OT data
How to send and process timeseries data
OT data
This is live, high frequency data commonly originating from a SCADA network. Timeseries have at least a timestamp and a value, but can also have metadata.
{
"timestamp": "2024-06-12T09:00:00Z",
"value": 100.0
}Sending data to Digel
There are two ways to send timeseries data to Digel: via the HTTP API or via MQTT.
HTTP API
The simplest way to send timeseries data is via the HTTP API. You can send one or multiple data points in a single request.

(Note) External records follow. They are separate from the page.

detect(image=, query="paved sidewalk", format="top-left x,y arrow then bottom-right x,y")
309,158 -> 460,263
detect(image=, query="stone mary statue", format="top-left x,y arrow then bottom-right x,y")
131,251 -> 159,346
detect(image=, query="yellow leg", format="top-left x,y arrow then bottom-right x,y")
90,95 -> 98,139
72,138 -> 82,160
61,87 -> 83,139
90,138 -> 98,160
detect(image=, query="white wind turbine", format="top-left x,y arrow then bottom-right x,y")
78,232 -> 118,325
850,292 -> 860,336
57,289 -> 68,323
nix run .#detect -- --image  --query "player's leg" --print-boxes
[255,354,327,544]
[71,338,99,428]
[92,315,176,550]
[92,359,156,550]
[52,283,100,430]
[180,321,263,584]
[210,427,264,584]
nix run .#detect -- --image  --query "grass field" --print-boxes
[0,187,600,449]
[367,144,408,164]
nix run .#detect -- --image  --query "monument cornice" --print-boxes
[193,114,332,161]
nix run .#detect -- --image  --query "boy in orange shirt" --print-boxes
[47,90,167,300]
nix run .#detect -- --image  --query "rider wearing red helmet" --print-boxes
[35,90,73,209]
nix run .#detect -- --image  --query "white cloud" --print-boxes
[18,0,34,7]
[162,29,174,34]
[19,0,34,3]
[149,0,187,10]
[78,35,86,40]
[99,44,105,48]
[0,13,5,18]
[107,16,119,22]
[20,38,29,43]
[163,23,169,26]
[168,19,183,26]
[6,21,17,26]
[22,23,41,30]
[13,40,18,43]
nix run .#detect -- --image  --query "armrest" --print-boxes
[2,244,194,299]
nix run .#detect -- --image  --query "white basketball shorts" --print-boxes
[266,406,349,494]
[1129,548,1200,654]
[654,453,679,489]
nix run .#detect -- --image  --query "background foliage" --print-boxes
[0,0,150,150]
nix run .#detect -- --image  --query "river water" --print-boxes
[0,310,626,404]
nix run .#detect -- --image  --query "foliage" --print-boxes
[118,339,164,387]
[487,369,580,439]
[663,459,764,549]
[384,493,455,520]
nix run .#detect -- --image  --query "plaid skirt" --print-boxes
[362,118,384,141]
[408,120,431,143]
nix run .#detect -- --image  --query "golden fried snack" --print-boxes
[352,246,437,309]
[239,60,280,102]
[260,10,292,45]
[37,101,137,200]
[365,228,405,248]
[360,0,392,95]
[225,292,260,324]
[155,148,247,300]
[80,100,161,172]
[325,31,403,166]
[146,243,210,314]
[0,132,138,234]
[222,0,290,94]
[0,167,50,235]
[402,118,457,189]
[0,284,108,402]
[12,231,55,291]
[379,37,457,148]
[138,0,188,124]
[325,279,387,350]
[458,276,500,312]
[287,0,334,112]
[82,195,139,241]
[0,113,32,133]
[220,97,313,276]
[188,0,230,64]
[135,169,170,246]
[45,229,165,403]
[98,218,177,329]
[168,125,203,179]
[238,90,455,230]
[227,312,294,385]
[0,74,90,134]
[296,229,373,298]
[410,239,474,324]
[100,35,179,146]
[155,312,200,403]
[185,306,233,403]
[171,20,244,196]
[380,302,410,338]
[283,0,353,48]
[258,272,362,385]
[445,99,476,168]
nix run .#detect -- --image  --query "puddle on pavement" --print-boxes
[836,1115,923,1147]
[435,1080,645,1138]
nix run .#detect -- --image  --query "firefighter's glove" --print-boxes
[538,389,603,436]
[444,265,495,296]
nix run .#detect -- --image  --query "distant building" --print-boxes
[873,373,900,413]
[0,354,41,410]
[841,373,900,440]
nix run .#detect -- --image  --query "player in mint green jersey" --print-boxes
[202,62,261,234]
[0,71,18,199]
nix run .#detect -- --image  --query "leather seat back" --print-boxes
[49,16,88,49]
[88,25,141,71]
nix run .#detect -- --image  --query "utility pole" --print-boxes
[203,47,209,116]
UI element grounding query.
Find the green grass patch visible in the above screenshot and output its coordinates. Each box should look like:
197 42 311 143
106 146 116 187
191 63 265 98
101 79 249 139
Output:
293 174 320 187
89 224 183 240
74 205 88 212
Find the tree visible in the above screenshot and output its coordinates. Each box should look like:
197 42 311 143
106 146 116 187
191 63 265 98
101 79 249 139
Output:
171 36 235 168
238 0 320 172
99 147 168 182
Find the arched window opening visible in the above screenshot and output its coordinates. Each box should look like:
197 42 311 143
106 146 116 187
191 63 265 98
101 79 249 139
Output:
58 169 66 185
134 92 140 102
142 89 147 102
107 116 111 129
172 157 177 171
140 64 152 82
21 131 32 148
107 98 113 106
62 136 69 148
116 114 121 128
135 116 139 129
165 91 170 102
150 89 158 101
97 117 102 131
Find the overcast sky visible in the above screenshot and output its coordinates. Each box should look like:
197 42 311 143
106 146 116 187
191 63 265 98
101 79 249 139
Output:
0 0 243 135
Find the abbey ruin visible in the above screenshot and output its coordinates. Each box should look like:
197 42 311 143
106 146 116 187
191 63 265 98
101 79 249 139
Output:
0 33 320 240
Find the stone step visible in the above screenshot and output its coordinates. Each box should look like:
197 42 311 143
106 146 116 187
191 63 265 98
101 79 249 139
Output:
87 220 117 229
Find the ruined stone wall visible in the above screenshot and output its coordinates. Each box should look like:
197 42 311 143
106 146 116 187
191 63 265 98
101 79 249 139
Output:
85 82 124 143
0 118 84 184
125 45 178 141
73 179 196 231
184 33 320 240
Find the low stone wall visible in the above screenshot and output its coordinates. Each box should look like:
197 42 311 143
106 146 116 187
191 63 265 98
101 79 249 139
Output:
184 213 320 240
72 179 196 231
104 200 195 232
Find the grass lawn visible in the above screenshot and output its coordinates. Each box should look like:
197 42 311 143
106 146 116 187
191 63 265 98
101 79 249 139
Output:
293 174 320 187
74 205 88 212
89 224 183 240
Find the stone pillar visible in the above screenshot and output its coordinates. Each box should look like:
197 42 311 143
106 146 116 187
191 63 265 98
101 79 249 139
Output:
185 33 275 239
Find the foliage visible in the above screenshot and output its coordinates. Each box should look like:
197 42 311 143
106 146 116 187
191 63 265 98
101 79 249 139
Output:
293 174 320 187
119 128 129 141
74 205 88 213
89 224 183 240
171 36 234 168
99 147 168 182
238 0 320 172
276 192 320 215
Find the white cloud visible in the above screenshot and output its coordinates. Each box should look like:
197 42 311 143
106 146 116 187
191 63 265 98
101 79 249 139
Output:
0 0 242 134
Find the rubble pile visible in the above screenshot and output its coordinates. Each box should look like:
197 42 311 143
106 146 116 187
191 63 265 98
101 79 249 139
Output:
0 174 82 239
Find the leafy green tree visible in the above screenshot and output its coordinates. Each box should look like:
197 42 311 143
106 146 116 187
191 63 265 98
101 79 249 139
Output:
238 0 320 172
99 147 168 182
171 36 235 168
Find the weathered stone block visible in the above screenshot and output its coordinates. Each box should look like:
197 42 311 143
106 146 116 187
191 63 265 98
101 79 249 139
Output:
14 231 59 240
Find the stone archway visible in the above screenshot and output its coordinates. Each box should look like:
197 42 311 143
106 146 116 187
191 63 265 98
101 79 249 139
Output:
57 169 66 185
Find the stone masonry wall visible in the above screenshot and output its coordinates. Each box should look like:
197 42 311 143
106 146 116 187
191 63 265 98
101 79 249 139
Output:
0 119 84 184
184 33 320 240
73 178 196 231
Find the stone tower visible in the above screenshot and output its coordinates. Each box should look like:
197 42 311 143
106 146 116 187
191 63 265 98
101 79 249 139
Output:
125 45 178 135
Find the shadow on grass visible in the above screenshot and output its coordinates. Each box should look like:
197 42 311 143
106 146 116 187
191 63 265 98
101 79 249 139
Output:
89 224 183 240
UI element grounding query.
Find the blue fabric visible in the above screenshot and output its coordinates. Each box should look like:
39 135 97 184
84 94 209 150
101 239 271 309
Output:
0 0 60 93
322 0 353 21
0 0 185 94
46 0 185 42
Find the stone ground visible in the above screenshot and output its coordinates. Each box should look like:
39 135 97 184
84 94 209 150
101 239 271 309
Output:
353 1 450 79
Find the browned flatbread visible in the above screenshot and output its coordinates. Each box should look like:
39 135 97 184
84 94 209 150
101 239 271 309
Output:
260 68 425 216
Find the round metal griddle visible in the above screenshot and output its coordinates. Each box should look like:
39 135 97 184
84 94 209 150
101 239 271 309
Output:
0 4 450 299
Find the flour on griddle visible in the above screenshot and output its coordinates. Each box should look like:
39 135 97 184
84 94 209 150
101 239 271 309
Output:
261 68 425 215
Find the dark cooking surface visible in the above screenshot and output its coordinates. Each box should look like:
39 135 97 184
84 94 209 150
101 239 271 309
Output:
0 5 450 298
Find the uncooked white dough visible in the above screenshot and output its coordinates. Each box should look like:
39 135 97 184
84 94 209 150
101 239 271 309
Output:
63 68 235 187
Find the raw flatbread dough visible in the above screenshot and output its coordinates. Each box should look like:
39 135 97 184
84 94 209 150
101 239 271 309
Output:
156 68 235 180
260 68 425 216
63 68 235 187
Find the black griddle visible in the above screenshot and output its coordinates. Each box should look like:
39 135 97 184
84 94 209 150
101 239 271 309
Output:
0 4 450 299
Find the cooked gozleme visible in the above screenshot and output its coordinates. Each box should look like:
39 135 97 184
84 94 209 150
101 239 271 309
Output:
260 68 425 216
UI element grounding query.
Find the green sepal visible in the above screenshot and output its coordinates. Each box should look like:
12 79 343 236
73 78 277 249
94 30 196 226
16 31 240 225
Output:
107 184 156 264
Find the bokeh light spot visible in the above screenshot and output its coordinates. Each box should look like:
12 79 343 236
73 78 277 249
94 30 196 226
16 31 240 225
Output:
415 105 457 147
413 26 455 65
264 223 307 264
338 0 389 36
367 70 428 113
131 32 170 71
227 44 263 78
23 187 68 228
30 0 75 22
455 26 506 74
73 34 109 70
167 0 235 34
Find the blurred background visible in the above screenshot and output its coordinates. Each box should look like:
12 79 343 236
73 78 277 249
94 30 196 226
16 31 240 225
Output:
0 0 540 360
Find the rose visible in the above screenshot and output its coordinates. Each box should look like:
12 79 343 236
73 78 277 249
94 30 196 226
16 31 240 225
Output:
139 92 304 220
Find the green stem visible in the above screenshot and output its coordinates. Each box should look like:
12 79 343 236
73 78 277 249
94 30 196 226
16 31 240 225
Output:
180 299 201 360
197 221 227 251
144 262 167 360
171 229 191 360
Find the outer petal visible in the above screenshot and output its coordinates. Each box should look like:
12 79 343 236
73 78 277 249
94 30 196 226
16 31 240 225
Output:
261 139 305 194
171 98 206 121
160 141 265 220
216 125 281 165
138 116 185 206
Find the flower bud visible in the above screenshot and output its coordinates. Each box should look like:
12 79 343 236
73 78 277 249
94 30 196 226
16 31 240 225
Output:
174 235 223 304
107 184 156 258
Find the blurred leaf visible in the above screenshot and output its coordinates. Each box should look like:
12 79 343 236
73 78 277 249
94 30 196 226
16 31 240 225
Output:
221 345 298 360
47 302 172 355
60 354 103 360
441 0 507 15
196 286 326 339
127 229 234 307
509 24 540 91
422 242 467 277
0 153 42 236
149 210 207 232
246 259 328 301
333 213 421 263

curl --location 'https://<your-tenant>.digel.io/api/telemetry/ingest' \
--header 'apikey: <your-api-key>' \
--header 'Content-Type: application/json' \
--data '[
{
"timestamp": 1702900000000,
"source": "production_line_1",
"tag": "temperature",
"value": 23.5
},
{
"timestamp": 1702900000000,
"source": "production_line_1",
"tag": "pressure",
"value": 1.2
}
]'Each data point requires:
- timestamp - Unix timestamp in milliseconds
- source - The source/device identifier
- tag - The measurement name
- value - The numeric value
MQTT
Digel also has a MQTT broker that you can send data into. Grab your token from the settings and send data to mqtt.digel.io:8883. This will automatically create the tags you need.
mosquitto_pub -d -q 1 -h mqtt.digel.io -p 8883 -t v1/devices/me/telemetry -u "<token>" -m "{temperature:25}"Mapping data
You can change the mappings in the process canvas if something is not mapped correctly. We will try to automatically map tags to existing machines.